HYDRATE – Your body needs water! Not getting enough water can cause all sorts of problems such as fatigue, increased hunger, cravings, inefficient detoxification, muscle and joint pain – every aspect of our health is improved when we are adequately hydrated. Aim for half of your weight in ounces – if you weigh 150 lbs then aim for 75 ounces of water, if you weigh 120 lbs aim for 60 ounces of water spread throughout the day.
FERMENT – Adding in fermented foods such as kimchi, sauerkraut and kefir can provide your system with needed healthy probiotics. These probiotics influence digestion, nutrient absorption, hunger and weight management, mental health, stress management and so much more.

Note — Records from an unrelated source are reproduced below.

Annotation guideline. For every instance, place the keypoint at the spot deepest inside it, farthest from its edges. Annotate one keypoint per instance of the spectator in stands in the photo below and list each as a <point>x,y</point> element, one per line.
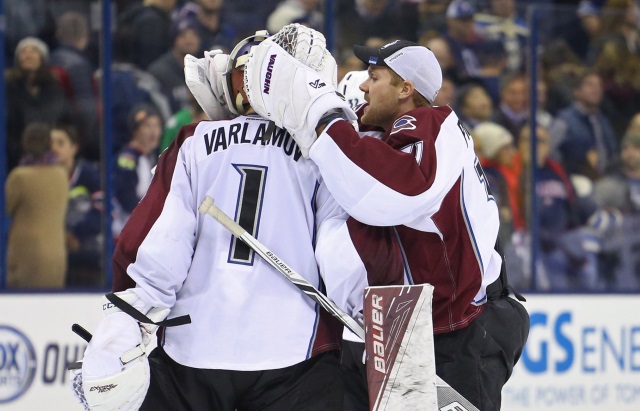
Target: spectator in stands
<point>433,16</point>
<point>147,26</point>
<point>305,12</point>
<point>618,198</point>
<point>248,16</point>
<point>462,38</point>
<point>493,66</point>
<point>33,94</point>
<point>620,188</point>
<point>473,104</point>
<point>440,48</point>
<point>347,61</point>
<point>191,114</point>
<point>135,162</point>
<point>562,217</point>
<point>513,111</point>
<point>358,20</point>
<point>72,33</point>
<point>211,22</point>
<point>84,210</point>
<point>496,150</point>
<point>618,22</point>
<point>502,23</point>
<point>130,87</point>
<point>581,134</point>
<point>36,199</point>
<point>618,68</point>
<point>560,67</point>
<point>634,124</point>
<point>447,93</point>
<point>169,68</point>
<point>24,19</point>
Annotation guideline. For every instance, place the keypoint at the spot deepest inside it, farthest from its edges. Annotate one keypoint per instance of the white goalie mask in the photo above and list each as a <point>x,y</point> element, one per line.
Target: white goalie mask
<point>237,59</point>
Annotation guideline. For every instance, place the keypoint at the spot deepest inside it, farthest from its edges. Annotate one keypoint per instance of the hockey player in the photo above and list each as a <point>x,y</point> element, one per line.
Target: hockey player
<point>255,341</point>
<point>422,177</point>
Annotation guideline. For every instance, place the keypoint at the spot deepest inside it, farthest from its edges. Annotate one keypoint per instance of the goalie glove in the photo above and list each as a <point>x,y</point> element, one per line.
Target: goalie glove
<point>115,370</point>
<point>291,94</point>
<point>204,77</point>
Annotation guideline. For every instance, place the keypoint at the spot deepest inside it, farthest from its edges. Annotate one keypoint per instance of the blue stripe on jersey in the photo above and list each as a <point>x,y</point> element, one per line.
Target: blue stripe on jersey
<point>312,340</point>
<point>405,264</point>
<point>470,230</point>
<point>315,209</point>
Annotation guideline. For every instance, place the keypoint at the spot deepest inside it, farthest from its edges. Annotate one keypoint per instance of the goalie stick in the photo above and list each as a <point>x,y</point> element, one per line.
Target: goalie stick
<point>208,207</point>
<point>448,398</point>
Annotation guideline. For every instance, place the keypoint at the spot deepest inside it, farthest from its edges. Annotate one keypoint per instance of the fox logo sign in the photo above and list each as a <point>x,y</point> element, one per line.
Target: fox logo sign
<point>267,77</point>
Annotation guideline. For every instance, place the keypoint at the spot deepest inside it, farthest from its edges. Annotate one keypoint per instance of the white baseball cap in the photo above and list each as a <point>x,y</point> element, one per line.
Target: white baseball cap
<point>411,61</point>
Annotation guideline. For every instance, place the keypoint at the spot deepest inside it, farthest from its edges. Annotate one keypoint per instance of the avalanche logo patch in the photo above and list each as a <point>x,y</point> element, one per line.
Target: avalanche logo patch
<point>317,84</point>
<point>403,123</point>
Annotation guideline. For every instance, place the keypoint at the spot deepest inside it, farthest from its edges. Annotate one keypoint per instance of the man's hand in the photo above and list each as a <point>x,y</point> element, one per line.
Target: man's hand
<point>204,78</point>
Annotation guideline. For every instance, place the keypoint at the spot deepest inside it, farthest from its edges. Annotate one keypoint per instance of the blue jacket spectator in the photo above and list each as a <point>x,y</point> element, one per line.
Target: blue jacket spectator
<point>582,134</point>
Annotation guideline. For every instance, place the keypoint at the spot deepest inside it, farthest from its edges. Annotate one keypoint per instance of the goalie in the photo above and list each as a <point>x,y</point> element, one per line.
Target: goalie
<point>255,342</point>
<point>422,177</point>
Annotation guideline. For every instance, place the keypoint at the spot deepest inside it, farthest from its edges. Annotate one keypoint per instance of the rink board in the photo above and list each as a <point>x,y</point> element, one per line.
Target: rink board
<point>583,352</point>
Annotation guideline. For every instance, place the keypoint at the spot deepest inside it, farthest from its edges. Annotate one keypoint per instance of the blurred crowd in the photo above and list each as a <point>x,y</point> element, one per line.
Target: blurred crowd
<point>585,136</point>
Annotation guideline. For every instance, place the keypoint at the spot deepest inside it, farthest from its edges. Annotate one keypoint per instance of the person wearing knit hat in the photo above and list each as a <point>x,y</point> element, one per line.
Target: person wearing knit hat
<point>422,178</point>
<point>492,138</point>
<point>35,43</point>
<point>35,92</point>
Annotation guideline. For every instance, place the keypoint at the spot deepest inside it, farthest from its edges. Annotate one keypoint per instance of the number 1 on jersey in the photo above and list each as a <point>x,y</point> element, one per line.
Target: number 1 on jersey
<point>248,209</point>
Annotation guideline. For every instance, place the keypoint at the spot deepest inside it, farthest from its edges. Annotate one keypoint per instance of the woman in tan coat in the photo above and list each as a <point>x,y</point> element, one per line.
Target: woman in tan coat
<point>36,195</point>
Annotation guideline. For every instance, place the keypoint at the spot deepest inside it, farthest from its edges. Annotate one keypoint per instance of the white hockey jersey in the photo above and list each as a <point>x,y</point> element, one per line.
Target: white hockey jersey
<point>424,178</point>
<point>245,315</point>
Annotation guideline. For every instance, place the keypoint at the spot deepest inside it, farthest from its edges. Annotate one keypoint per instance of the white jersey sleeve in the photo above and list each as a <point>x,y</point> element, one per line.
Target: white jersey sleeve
<point>245,315</point>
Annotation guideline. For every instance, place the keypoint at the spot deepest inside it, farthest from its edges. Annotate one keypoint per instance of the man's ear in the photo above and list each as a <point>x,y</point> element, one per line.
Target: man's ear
<point>407,89</point>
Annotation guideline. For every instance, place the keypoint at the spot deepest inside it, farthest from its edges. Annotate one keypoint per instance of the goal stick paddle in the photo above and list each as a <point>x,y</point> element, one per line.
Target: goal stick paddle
<point>448,399</point>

EAT YOUR VEGGIES – Vegetables are loaded with all of the best stuff for our guts – water, nutrients and fiber. Getting in enough of these is essential for gut health. Its good to mix it up – green leafy vegetables are great for roughage, cruciferous (broccoli, kale, cauliflower, etc) are loaded with liver supportive nutrients to help our bodies detoxification process, try different color vegetables to ensure you are getting a wide variety of nutrients. See my website for tips on how to get more vegetables in!
BE CONSISTENT – When we stay ahead of our hunger by feeding our body every 3-4 hours we are able to make better food choices, avoid cravings and prevent over-eating. Try to have 3 meals a day along with 2 small snacks in between. Our bodies love consistency – waking, eating and sleeping on a schedule helps our body to function optimally.